É possível reter talentos?

 

Luiz Marins

 

           Marcelo acompanhava cada um de seus clientes. Saia da empresa e ia onde o cliente estava para satisfazer uma necessidade. Todos diziam que ele realmente era “surpreendente”. Desligou-se da empresa sem dizer os motivos.

           Júlio era o melhor vendedor. Vendia muito mesmo. Vendia mais que o dobro da média dos outros vendedores. Pediu demissão alegando motivos pessoais.

           Marcela era uma secretária exemplar. Bilíngüe, ela atendia a todos com presteza e cortesia. Tinha excelente redação e dominava bem editores de texto e até planilhas de cálculo. Saiu da empresa sem explicar a razão.

           O que terá acontecido com essas três pessoas – reais, como nomes fictícios?

           Conversei separadamente com cada uma delas.

           Marcelo explicou que deixara a empresa porque o seu chefe se incomodava muito com seu sucesso junto aos clientes. Os clientes ligavam para a empresa e queriam falar com ele (Marcelo) e não com seu chefe. As pessoas da empresa também não entendiam porque Marcelo recebia tantos convites dos clientes e fornecedores para confraternizações e isso parecia gerar um certo ciúme interno. Seu chefe começou a não permitir que ele visitasse os clientes com a mesma freqüência. Isso tudo o deixou muito chateado e ele pediu a conta.

           Com Júlio o que aconteceu foi que ele vendia tanto que sua comissão de vendas era maior do que o salário do seu chefe e até do pró-labore de seu patrão. Eles queriam, então, renegociar sua comissão para baixo. Diziam: “Você não pode ganhar tanto!”. Esse foi o real motivo de sua saída.

           Marcela disse que cansou de “brigar para trabalhar”. Seu chefe a mandava mentir a todo instante. Marcava um compromisso, não ia e mandava Marcela dizer que ele não estava sabendo do compromisso agendado. Além disso o ambiente de trabalho era muito ruim. As pessoas eram mal educadas, pouco gentis, e não havia respeito entre as pessoas que confundiam a vida profissional com a vida pessoal.  A esposa e as filha do patrão mandavam e desmandavam na empresa sem que pertencessem ao quadro funcional. Não agüentou mais. Pediu a conta.

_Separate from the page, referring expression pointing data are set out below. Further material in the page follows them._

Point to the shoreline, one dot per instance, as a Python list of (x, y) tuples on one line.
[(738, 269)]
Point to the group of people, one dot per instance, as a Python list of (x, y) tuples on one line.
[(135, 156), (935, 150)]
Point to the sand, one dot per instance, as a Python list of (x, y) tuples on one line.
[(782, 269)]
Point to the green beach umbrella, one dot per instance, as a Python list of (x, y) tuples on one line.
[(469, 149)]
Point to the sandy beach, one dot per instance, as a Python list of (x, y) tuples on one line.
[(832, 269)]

           Reter talentos não é fácil. Justamente por serem pessoas talentosas, elas exigem condições de trabalho especiais. Muitas delas não reclamam, não falam, não se justificam. Como sabem ser talentosas e confiam na sua empregabilidade, elas simplesmente saem do emprego alegando qualquer motivo banal como “estou querendo dar um tempo para mim.”  Elas não dizem a verdade porque sabem que a verdade poderá ofender e não querem sequer ter essa preocupação a mais. Simplesmente partem para outro emprego, outro desafio.

           A discussão de retenção de talentos é fundamental nos dias de hoje, porque não há como sobreviver num mercado competitivo com pessoas sem talento em nossa empresa. Todos temos muitos concorrentes, com qualidade semelhante e preços similares. A nossa diferença só pode estar em gente talentosa que faça a diferença todos os dias, diferenciando nossa empresa, nossa marca.

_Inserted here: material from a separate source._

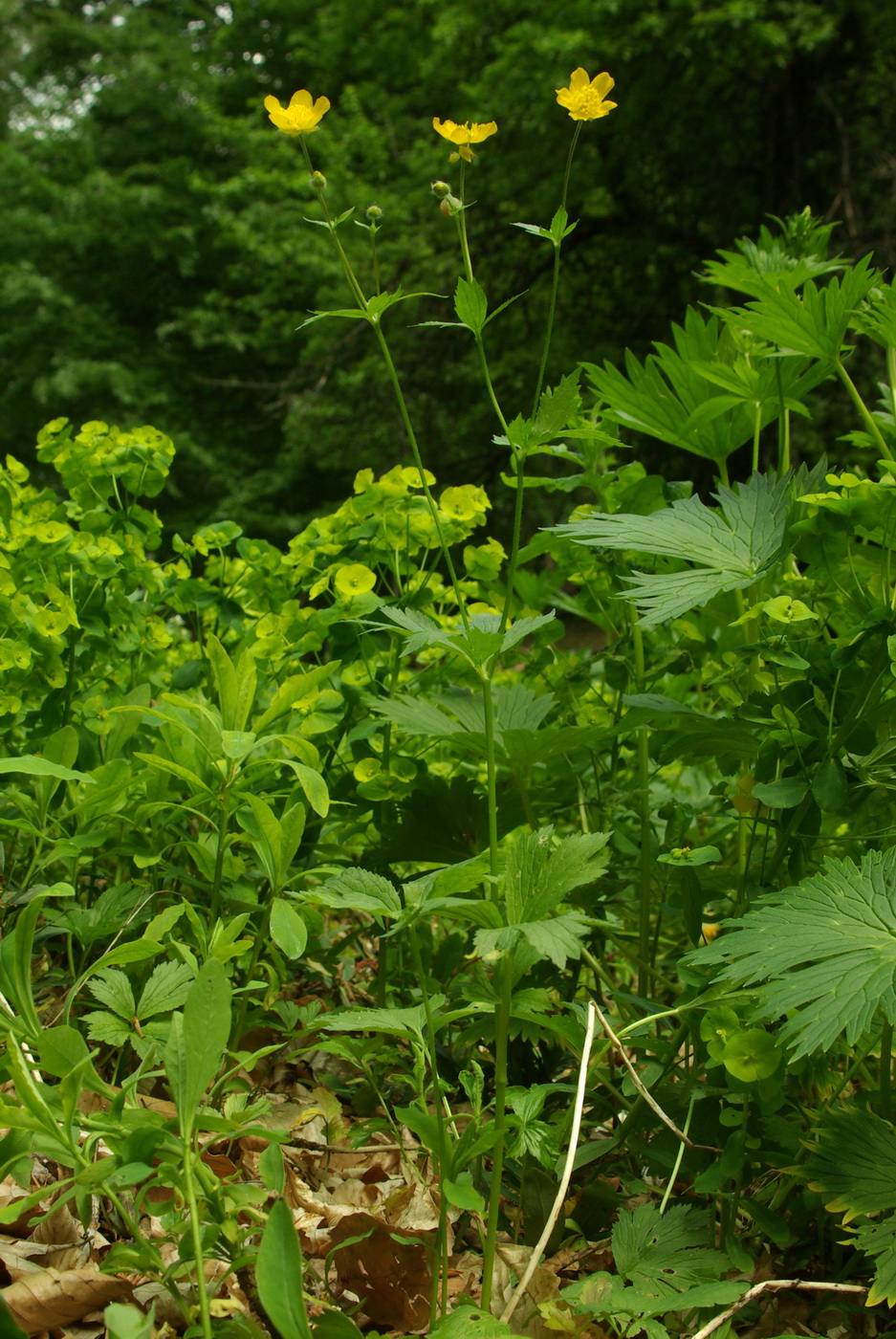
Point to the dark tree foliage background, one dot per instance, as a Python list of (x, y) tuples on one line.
[(156, 264)]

           Para reter talentos é preciso dar a eles condições para que exercitem seus talentos. Sem essas condições pessoas talentosas sentem-se mal e buscam sempre um lugar onde possam desenvolver seus talentos. E essa é a palavra-chave. Pessoas talentosas sentem necessidade de desenvolver seus talentos. Por isso sempre querem mais. Por isso querem sempre maiores desafios. Por isso são essenciais para o sucesso de uma empresa.

           E sua empresa? Você e sua empresa criam as condições necessárias para que talentos se desenvolvam? Ou você prefere medíocres obedientes que farão sempre tudo o que o chefe mandar? Pense nisso. Sucesso!